Un plato marinero elegante con salsa francesa cremosa

El rodaballo a la brasa con beurre blanc es una preparación clásica de la cocina francesa que combina la delicadeza de un pescado blanco de primera calidad con la riqueza de una salsa emulsionada con mantequilla. Este plato representa la esencia de la gastronomía marinera francesa, donde la simplicidad de los ingredientes se transforma en una experiencia culinaria sofisticada.
El rodaballo, conocido por su carne firme y sutil sabor a mar, se cocina a la brasa para obtener una textura exterior ligeramente crujiente mientras mantiene su jugosidad interior.
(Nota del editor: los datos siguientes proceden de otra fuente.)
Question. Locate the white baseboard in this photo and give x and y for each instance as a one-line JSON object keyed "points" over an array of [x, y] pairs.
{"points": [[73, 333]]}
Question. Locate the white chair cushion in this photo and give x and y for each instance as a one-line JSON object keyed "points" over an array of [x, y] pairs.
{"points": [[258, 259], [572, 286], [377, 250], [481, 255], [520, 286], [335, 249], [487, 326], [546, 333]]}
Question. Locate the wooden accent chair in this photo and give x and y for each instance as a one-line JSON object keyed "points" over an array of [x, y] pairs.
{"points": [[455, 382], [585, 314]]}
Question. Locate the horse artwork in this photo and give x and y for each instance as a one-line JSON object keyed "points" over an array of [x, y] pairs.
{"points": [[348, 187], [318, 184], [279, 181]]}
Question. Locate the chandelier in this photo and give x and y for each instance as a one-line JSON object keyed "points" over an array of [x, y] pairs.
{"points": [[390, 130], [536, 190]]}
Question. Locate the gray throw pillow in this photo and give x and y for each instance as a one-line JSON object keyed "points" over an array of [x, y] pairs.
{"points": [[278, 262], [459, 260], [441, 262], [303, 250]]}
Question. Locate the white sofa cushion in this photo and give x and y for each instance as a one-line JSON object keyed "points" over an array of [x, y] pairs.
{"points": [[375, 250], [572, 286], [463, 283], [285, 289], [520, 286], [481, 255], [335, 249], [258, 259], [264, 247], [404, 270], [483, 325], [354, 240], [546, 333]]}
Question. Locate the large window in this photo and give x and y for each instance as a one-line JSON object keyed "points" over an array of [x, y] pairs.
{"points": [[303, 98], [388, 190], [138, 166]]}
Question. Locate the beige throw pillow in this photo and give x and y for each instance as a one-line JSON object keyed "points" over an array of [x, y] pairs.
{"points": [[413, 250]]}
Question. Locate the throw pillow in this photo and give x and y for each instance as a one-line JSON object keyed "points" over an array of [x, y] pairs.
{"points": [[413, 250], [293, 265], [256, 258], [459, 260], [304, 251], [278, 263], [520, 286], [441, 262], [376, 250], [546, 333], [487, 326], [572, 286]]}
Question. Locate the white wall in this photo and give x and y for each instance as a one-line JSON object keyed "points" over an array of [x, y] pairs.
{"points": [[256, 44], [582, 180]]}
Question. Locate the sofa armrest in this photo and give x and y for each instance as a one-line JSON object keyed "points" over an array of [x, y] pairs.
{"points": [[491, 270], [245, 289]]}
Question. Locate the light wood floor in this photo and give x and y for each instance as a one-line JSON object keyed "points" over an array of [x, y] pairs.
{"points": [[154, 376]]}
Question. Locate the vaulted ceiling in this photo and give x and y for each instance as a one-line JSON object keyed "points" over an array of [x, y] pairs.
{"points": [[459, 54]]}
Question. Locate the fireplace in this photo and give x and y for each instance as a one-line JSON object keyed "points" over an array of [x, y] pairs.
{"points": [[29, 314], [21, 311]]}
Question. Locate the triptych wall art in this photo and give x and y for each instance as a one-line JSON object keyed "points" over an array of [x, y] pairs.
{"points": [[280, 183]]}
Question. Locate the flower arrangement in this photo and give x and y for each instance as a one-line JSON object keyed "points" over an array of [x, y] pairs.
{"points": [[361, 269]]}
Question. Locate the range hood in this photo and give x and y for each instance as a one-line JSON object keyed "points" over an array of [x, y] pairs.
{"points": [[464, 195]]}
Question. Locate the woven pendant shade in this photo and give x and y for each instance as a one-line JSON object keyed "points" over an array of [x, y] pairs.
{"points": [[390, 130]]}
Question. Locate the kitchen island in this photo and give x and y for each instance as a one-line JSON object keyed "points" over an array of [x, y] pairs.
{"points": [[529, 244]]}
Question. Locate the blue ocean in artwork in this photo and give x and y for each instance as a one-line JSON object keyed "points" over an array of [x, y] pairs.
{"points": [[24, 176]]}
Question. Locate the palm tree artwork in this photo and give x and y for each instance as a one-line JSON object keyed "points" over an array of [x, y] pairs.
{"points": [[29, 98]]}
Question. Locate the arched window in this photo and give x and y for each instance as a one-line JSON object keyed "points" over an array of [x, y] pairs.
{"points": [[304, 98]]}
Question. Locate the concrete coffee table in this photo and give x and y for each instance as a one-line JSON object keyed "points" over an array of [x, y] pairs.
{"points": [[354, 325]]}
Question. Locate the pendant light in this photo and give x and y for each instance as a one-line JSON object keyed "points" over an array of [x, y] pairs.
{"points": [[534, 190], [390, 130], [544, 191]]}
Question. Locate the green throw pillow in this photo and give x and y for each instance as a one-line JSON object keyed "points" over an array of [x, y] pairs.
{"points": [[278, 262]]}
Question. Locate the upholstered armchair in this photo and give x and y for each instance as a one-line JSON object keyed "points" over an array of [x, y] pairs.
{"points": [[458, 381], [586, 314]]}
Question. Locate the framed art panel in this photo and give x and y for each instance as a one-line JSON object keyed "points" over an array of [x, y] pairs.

La técnica de cocción a la brasa realza los sabores naturales del pescado sin enmascararlos, creando un contraste perfecto con la cremosidad de la salsa beurre blanc.
La salsa beurre blanc, originaria de la región del Loira en Francia, es una emulsión delicada de vino blanco, chalotas, vinagre y mantequilla fría. Su textura sedosa y su sabor ligeramente ácido pero mantecoso complementa exquisitamente la suavidad del rodaballo, creando un equilibrio perfecto entre riqueza y frescura.
Para la presentación, se recomienda colocar el filete de rodaballo sobre un lecho de puré de patatas o verduras asadas, napar generosamente con la salsa beurre blanc y decorar con perifollo fresco o cebollino picado. Unas gotas de aceite de oliva virgen extra y unas escamas de sal marina completan el plato.
Este plato es ideal para ocasiones especiales donde se busca impresionar con elegancia sin complicaciones excesivas. La clave del éxito reside en la calidad del pescado y la paciencia al emulsionar la salsa, evitando que se corte durante la preparación.
Acompañado de un vino blanco afrutado como un Sancerre o un Chablis, este rodaballo a la brasa con beurre blanc se convierte en una experiencia gastronómica memorable que celebra los mejores productos del mar con la técnica clásica francesa.
En lugar de a la plancha, cocina el rodaballo en horno precalentado a 200°C durante 10-12 minutos con un chorrito de vino blanco.
Añade una mezcla de eneldo, perifollo y cebollino picados a la salsa justo antes de servir.
Reduce la mantequilla a 100g y sustituye la nata por yogur griego natural para una versión menos calórica.
Guarda el rodaballo y la salsa por separado en recipientes herméticos. La salsa puede separarse al recalentar, así que calienta suavemente al baño María batiendo constantemente.